(originally written February 7, 2015, updated January 7, 2016)
It started pretty inconsequential really. Just a conversation about life. About what we wanted out of life. How we feel about things, how we deal with things, and then I said “I want someone to bury a body with me.” My hubs thought about it. He looked at me with sad eyes and said that wasn’t him. He said “I want someone that won’t create bodies” Which is me. That’s what I do. I create conflicts, I make sure my opinion is voiced and I will stand up to anyone. Over the years it’s been pretty weighing on both of us. Each conflict making us a little bit more bitter towards each other. I love him very much. I will always love him. My hubs is amazing. But we are, and always have been polar opposites. We’ve made it work really well, we’ve been really happy, but we realized we just werent anymore. “Are we talking about what I think we’re talking about?” He said. I started crying. He started crying. There we were crying together wondering what the fuck to do now.
I went and talked with my mom. Which she loves hubs more than she loves me. So I heard how horrible I was, and that she wished she would have tried harder with my dad and that my dad and her had a great marriage. No. Just No. That was a rotten pack of lies. My parents marriage was anything but great or perfect. Well, Ok, they did create me so I guess there was something perfect that did come out of it. I remember fighting, I remember hostility, I remember a complete fear of an impending eruption. I’m sure it was my moms way of trying to help the situation but all she did is solidify hubs and I were making the right one.
We decided that it would be better for the kids and us to break it off clean. With the commitment to always co-parent, work together and put our kiddos first.

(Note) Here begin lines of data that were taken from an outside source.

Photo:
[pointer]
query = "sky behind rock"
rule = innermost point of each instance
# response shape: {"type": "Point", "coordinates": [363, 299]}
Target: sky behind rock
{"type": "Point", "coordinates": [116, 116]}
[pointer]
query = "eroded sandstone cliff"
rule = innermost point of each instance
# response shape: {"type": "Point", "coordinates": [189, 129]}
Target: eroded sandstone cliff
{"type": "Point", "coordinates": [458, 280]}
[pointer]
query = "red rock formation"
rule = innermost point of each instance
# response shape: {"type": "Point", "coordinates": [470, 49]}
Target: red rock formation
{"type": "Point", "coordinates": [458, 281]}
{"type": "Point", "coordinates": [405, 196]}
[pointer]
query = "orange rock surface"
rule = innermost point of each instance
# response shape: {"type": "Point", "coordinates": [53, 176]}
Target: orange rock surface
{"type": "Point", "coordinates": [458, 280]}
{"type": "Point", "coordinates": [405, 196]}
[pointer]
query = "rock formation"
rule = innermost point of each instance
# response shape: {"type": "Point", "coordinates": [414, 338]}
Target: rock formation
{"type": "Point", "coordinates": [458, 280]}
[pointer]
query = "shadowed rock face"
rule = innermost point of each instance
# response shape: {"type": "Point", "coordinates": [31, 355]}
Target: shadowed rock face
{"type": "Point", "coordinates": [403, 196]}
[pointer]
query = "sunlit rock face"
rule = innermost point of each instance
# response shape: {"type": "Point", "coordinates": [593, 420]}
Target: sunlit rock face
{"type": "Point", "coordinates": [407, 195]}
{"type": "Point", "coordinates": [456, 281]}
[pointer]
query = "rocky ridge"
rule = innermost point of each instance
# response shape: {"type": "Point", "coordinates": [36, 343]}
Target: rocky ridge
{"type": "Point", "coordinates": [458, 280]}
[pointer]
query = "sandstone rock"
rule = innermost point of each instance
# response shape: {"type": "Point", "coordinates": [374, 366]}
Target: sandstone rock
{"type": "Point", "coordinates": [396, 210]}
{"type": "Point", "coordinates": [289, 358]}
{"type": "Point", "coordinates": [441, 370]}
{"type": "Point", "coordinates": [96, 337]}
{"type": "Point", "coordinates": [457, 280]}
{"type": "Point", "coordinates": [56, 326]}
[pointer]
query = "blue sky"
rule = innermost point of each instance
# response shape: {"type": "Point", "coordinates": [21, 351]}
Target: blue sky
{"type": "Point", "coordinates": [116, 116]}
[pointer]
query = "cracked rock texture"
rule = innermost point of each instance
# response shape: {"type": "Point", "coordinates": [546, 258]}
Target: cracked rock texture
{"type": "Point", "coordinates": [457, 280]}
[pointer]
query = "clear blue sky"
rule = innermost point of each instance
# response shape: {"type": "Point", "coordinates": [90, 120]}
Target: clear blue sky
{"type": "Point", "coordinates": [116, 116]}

UPDATE: It’s been over a year now since the hubs and I split. We have stayed true to our original commitment and it has been going really well for the kids. I’m really happy with our relationship. I’ve always been concerned and still am, about the effects on the kids. Xhubs and I talk daily and we haven’t noticed any negative changes with the kids, such tantrums, backtalking, outbursts, anxiety, etc. We’ve actually noticed very positive changes. The kids are very open with us about how they are feeling and with questions they have. We talk openly with the kiddos and each other about our split and feelings. Xhubs and I did anticipate and discuss at great lengths how we were going to approach their questions and feelings so that we were on the same page. I’ll save how we have done it for another post. It’s pretty in depth. We may not have done it ‘by the book’ but so far a year later, I can say that the way we did it and have since handled it, is perfect for our family.